Confidence

Publié le 03 décembre 2010 par Addiction2010

Ce texte, ce roman puisqu’il faut bien le ranger quelque part, je l’ai écrit parce que je ne pouvais faire autrement. Il est arrivé un moment où j’ai décidé que le dernier mot était posé. Je sais bien aujourd’hui que ce n’était qu’un brouillon mais à ce moment là, j’ai éprouvé un besoin irrépressible de le montrer. Il fallait que ce soit lu.

Il le fallait pour tourner la page. Pas celle de l’histoire qui est racontée, que chacun est libre de voir comme un amour, une passion, une erreur, ou que sais-je encore… Cette page là est tournée, ou bien elle ne l’est pas, selon les jours. Mais ce n’est plus important. Non, c’est la page de l’addiction dont j’ai souffert trop longtemps, qui a tant détruit. Certaines circonstances m’ont amené à en voir la face cachée, sans doute encore plus sordide qu’on l’imagine. J’étais prisonnier, j’ai aperçu la lumière. Et j’ai écrit, empruntant sans doute trop à la réalité, ajoutant parfois des détails inutiles, que j’ai ensuite éliminés, un peu tard.

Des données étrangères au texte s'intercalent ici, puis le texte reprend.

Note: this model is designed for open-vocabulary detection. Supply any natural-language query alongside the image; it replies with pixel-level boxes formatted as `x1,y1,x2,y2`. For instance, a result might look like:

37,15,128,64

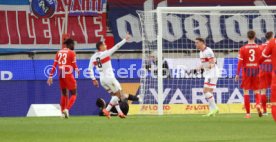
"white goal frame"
156,6,276,115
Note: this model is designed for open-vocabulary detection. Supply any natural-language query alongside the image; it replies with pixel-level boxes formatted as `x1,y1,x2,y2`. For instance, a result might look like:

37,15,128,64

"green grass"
0,115,276,142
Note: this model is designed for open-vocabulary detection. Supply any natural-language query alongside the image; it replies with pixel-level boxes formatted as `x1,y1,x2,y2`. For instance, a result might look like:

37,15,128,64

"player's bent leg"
113,90,126,118
203,87,219,117
60,89,68,112
261,89,268,116
67,89,77,110
254,90,263,117
243,89,251,118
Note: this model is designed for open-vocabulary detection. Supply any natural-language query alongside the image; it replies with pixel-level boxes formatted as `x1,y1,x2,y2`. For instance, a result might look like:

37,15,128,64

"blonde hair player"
195,38,219,117
89,33,130,119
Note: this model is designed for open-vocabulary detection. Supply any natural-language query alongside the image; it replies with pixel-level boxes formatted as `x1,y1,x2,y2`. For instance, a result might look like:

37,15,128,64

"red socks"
261,94,267,113
255,93,261,106
66,95,77,110
60,95,68,112
244,95,250,114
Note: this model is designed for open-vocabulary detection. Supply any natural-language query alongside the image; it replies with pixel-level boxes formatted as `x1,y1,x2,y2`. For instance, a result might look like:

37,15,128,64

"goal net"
138,6,276,114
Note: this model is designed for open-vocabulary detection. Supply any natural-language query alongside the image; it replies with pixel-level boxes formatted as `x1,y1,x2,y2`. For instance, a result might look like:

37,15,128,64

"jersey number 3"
249,49,255,62
58,53,67,65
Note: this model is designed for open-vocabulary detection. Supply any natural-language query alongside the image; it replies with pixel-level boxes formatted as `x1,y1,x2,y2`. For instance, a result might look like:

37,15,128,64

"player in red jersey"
260,38,276,121
259,32,274,116
47,38,79,118
235,31,262,118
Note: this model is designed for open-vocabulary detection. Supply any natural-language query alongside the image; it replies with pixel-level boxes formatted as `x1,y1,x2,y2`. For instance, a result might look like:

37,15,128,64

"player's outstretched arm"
88,56,99,88
104,32,130,56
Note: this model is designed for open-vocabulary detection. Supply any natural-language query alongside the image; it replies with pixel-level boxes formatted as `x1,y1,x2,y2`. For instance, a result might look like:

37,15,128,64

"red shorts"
59,75,77,90
241,76,260,90
259,72,272,89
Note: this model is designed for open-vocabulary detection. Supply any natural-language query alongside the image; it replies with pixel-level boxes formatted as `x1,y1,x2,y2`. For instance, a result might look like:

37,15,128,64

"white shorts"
204,77,218,89
100,77,122,93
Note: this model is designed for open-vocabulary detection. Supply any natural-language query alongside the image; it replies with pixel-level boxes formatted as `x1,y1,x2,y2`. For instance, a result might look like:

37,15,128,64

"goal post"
138,6,276,115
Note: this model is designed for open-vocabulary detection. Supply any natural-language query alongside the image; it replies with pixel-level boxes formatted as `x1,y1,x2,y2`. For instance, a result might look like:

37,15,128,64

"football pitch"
0,114,276,142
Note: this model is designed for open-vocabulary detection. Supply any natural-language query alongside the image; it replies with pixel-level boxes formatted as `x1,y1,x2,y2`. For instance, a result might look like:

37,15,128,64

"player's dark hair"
247,30,256,40
63,38,75,50
196,37,205,44
63,38,75,45
96,41,103,50
265,31,273,40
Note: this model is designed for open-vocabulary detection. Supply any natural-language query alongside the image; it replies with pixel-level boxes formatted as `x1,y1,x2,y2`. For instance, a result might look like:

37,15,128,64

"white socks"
204,92,218,111
106,96,122,113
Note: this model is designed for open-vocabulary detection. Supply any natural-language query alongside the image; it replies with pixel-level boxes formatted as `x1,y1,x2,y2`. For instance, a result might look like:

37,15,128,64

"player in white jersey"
89,33,130,118
195,38,219,117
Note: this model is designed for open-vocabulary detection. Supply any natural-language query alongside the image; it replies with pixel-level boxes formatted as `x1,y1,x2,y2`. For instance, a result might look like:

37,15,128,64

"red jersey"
237,44,261,77
50,48,78,76
260,42,272,72
261,38,276,71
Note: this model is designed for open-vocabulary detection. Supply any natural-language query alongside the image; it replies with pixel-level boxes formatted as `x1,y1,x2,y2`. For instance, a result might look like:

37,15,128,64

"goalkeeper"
96,94,139,116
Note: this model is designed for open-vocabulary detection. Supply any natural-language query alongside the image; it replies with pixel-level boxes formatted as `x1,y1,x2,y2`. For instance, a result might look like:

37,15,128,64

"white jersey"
199,47,219,78
89,39,126,80
199,47,216,71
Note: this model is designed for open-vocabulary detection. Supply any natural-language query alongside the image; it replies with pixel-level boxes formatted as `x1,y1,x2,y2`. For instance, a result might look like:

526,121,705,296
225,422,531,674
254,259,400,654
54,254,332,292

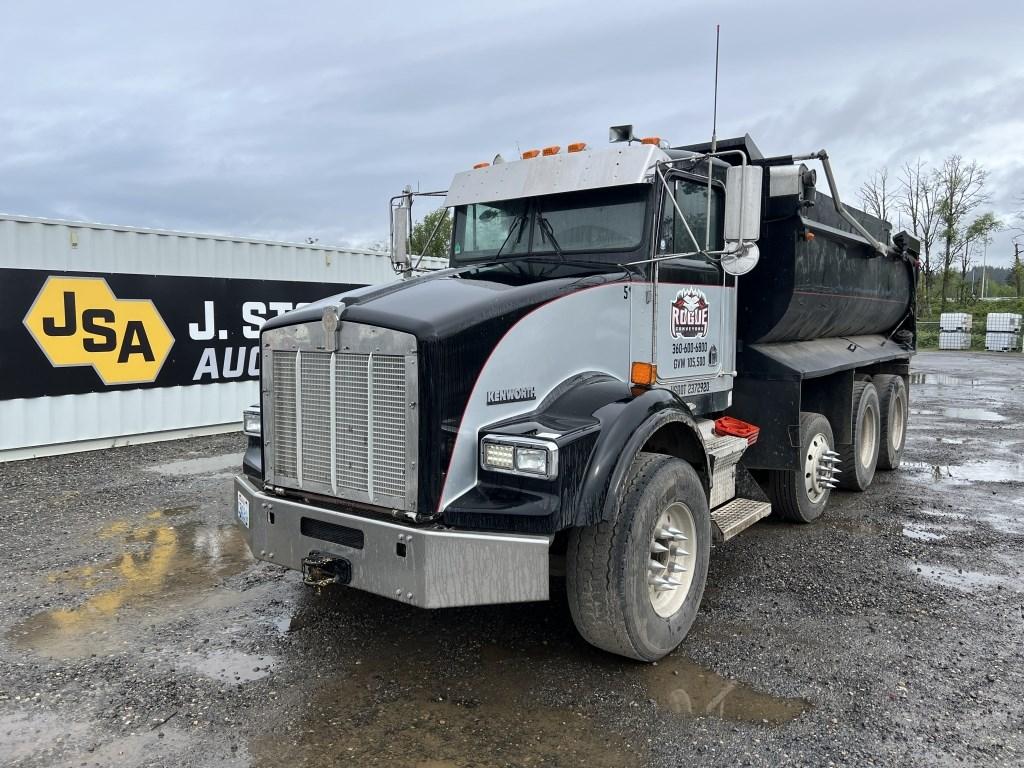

Oui, trop tard. Car ce récit, qui était pour moi celui de la fin d’une errance qui n’avait que trop duré, j’ai voulu le partager avec celle qui pouvait, à juste titre, se sentir la plus blessée. Elle l’a lu. Hélas, elle n’a retenu que les détails. Ils étaient parfois inventés, ou maladroitement modifiés pour donner plus de relief à un instant raconté. Elle les a pris pour la réalité brute. Peut-être finira-t-elle par voir ce que je voulais qu’elle découvre. Oui, j’ai été un mari infidèle mais il y a des pas que je n’avais jamais faits. Jusque là. Et les avoir fait, avoir aimé cette femme de tout mon cœur, m’a obligé à retourner mon obsession. Je ne pourrai plus prendre une femme, lui donner quelques billets, et savoir que peut-être, sûrement, il y a quelque part un homme qui l’aime et la voudrait, mais ne peut lui offrir cette vie. Je n’ai toujours pas compris comment cette addiction s’était emparée de moi, je ne chercherai plus à le savoir, cela n’a aucune importance.

J’aurais voulu qu’une femme, celle à qui j’ai donné ce récit, celle qui l’a lu, comprenne enfin ce malheur qui nous a abattus. Cette femme, je l’ai aimée à la folie. Je n’ai jamais cessé de l’aimer, même quand je ne voyais plus qu’une autre. Je l’ai haïe aussi. La haine n’est que l’amour déçu. Je sais qu’elle ne l’accepte pas, qu’elle ne l’acceptera pas. Mais ai-je d’autre choix que de lui demander de me rejoindre sur mon chemin de rédemption ? Il n’y en a pas et savoir que cela n’est pas possible n’y change rien.

Est-ce pour cela que j’écris chaque jour ? Est-ce une autre fuite ? Mais écrire, je l’ai toujours fait. Cette fois, j’ai besoin de savoir que c’est lu. Il arrive que je sache qui le lit, par les quelques mots qui me sont adressés. C‘est réconfortant. Peut-être certaines de celles là vont-elle me voir en monstre. Rassurez vous, c’est aussi ainsi que parfois je me ressens. Seulement, il faut bien que je vive avec cela. Ou alors, voudriez vous que je retrouve les fantômes du canal ? Mais ces mots là, je les emprunte à mon autre roman, dont vous n’avez rien vu. Le canal. Il faudra bien que je règle aussi mes comptes avec lui.

Mais d’abord, c’est avec l’addiction qu’il faut finir de régler mes comptes. Je l’ai vaincue, mais je me méfie d’elle, je sais qu’elle est là, dans l’ombre, prête à surgir et à s’emparer de moi. Je ne veux pas lui en laisser l’occasion. C’est pour cela que finalement, je finirai par publier tout ce récit.